Recently I have a task to process a large file, the file size is 460MB, and contains 5777672 lines. When I use the linux built-in command 'wc' to calculate the file line numbers, it is blazing fast:
time wc -l large_ess_test.log
5777672 large_ess_test.log
real 0m0.144s
user 0m0.052s
sys 0m0.084s
Then I use following codes to calculate the line numbers in Common Lisp (SBCL 1.3.7 64bits)

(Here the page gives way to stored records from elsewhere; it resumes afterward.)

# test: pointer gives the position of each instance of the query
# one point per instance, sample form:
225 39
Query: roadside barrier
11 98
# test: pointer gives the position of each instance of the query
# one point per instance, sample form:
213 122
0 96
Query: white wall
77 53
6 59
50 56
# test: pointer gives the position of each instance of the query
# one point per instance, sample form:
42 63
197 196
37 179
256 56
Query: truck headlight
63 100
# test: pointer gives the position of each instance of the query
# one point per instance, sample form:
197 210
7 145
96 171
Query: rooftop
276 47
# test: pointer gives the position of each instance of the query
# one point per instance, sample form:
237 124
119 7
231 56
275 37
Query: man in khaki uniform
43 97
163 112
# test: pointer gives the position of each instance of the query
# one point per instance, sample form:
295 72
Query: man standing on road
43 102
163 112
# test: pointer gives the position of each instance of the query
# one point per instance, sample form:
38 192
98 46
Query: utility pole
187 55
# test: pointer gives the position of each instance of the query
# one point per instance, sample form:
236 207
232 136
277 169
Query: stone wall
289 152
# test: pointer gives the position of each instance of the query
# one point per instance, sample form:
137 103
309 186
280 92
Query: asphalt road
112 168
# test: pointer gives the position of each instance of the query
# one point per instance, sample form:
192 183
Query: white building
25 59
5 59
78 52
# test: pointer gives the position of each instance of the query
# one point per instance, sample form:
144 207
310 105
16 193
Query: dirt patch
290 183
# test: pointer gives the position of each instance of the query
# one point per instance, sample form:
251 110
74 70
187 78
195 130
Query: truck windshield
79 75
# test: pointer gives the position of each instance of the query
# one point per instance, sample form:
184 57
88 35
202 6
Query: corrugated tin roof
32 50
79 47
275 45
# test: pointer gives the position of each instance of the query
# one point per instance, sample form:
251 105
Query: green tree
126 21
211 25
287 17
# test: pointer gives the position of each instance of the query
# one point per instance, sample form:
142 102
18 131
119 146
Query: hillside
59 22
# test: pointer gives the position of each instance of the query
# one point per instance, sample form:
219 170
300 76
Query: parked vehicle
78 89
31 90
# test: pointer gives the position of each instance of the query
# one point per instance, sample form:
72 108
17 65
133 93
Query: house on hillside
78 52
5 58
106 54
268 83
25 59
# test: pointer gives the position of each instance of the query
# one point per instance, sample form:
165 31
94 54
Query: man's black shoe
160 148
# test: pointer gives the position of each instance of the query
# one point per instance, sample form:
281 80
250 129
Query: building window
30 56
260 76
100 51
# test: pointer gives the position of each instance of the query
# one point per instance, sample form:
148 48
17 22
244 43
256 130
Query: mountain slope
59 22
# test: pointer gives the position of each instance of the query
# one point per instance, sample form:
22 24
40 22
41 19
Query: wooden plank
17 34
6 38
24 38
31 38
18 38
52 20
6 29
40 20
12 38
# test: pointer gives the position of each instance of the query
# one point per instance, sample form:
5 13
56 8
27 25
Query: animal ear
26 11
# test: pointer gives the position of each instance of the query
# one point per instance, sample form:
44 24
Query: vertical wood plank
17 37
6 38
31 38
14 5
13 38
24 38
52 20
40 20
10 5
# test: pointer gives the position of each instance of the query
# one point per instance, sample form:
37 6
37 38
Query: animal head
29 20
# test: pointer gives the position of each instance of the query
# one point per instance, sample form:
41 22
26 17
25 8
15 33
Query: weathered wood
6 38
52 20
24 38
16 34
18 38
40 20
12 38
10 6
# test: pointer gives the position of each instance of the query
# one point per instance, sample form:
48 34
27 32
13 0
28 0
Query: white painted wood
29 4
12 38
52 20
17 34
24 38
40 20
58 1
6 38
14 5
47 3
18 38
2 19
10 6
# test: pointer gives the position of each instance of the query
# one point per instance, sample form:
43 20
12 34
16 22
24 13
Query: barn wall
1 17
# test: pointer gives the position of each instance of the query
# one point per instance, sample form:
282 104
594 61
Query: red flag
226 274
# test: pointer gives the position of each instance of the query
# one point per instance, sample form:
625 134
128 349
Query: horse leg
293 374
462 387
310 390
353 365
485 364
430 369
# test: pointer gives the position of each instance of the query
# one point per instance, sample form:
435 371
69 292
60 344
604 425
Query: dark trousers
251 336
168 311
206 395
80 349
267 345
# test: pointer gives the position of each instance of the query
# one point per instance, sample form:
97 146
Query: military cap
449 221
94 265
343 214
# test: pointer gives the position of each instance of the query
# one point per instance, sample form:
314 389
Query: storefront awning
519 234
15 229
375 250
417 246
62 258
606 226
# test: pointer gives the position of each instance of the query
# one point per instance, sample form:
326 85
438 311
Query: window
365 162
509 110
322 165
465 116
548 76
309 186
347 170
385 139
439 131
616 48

#!/usr/local/bin/sbcl --script
(defparameter filename (second *posix-argv*))
(format t "nline: ~D~%"
(with-open-file (in filename)
(loop for l = (read-line in nil nil)
while l
count l)))
The result make me disappointment, since it is really slow comparing to the 'wc' command. We just calculate the line number, even without any other operations yet:
time ./test.lisp large_ess_test.log
nline: 5777672
real 0m3.994s
user 0m3.808s
sys 0m0.152s
I know SBCL provide the C function interface, with which we can call the C procedures directly. I believe if I call the C functions directly, the performance will improve, so I write following codes:
#!/usr/local/bin/sbcl --script
(define-alien-type pointer (* char))
(define-alien-type size_t unsigned-long)
(define-alien-type ssize_t long)
(define-alien-type FILE* pointer)
(define-alien-routine fopen FILE*
(filename c-string)
(modes c-string))
(define-alien-routine fclose int
(stream FILE*))
(define-alien-routine getline ssize_t
(lineptr (* (* char)))
(n (* size_t))
(stream FILE*))
;; The key to improve the performance:
(declaim (inline getline))
(declaim (inline read-a-line))
(defparameter filename (second *posix-argv*))
(defun read-a-line (fp)
(with-alien ((lineptr (* char))
(size size_t))
(setf size 0)
(prog1
(getline (addr lineptr) (addr size) fp)
(free-alien lineptr))))
(format t "nline: ~D~%"
(let ((fp (fopen filename "r"))
(nline 0))
(unwind-protect
(loop
(if (= -1 (read-a-line fp))
(return)
(incf nline)))
(unless (null-alien fp)
(fclose fp)))
nline))
Beware there are two 'declaim' lines. If we do not write that two lines, the performance is nearly the same as previous version:
;; Before declaim inline:
;; time ./test2.lisp large_ess_test.log
;; nline: 5777672
;; real 0m3.774s
;; user 0m3.604s
;; sys 0m0.148s
But if we write that two lines, the performance increased dramatically:
;; After delaim inline:
;; time ./test2.lisp large_ess_test.log
;; nline: 5777672
;; real 0m0.767s
;; user 0m0.616s
;; sys 0m0.136s
I think the performance issue of the first version is that 'read-line' do many other things than just read a line from the stream. Also if we can get a inline version of the 'read-line' the speed will increase. The question is can we do that? Is there any other (standard) way to improve the read performance without rely on the FFI (not standard)?